En conséquence, le jugement attaqué est infirmé de ce chef.
II - SUR LES DEMANDES RECONVENTIONNELLES :
Madame [L] sollicite la condamnation de Monsieur [S] à lui payer une somme de 1 500 € à titre de dommages intérêts pour procédure abusive.
Cependant, elle doit être déboutée de sa demande formée de ce chef compte tenu de la reconnaissance du bien fondé de l'action de l'appelant.
En conséquence, le jugement attaqué doit donc être confirmé de ce chef.
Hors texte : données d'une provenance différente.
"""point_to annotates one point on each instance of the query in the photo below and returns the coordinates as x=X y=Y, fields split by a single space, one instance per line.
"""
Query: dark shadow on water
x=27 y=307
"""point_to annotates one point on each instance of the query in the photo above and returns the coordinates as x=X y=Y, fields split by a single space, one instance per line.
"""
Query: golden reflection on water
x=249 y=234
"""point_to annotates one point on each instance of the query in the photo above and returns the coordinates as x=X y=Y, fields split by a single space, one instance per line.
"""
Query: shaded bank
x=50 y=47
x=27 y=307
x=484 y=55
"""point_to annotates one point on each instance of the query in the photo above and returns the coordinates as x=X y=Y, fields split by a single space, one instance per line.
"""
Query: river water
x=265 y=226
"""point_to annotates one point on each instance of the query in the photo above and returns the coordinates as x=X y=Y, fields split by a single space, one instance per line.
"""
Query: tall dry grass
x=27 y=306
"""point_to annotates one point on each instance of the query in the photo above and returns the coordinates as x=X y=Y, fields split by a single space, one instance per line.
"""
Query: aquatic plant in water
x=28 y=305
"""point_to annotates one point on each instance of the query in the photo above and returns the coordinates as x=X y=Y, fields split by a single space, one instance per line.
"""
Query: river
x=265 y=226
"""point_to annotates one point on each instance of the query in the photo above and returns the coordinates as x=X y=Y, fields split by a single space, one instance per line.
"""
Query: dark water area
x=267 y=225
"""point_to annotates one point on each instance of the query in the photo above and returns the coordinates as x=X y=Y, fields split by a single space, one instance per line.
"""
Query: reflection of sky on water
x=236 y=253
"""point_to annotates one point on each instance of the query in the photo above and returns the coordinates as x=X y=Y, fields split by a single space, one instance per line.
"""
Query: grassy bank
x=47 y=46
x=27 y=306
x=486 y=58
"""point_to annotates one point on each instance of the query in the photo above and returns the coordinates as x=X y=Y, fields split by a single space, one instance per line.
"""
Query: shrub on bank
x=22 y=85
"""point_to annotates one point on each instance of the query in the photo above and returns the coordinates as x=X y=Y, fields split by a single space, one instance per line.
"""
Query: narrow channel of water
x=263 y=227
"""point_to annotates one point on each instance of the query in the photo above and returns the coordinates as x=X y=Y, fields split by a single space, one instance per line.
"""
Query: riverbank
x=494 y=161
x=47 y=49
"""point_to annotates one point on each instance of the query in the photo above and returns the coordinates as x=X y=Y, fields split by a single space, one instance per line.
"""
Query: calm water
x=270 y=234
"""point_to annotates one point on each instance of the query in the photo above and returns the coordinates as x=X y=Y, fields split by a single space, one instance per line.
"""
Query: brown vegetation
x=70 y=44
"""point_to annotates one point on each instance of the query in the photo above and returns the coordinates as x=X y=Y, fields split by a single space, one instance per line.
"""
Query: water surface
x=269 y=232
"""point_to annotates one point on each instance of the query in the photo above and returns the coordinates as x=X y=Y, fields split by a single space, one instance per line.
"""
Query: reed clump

III - SUR LES DÉPENS ET LES FRAIS IRRÉPÉTIBLES
Les dépens doivent être supportés par Madame [L].
***
Il n'est pas inéquitable de condamner Madame [L] à payer à Monsieur [S] une somme de 1 000 € sur le fondement de l'article 700 du code de procédure civile tout en la déboutant de sa propre demande formée en application de ces dispositions.
PAR CES MOTIFS
La cour statuant publiquement, contradictoirement et en dernier ressort,
Confirme le jugement prononcé le 1er mars 2022 par le conseil de prud'hommes de La Rochelle sauf en ce qu'il a débouté Monsieur [S] de l'ensemble de ses demandes et dit que chaque partie conserve ses propres dépens,
Statuant à nouveau,
Condamne Madame [L] à payer à Monsieur [S] la somme de 1 500 € à titre de dommages intérêts en application de l'article 1240 du code de procédure civile,
Y ajoutant,
Condamne Madame [L] aux dépens de première instance et d'appel,
Condamne Madame [L] à payer à Monsieur [S] la somme de 1 000 € au titre de l'article 700 du code de procédure civile,
Déboute Madame [L] de sa demande présentée en application de l'article 700 du code de procédure civile.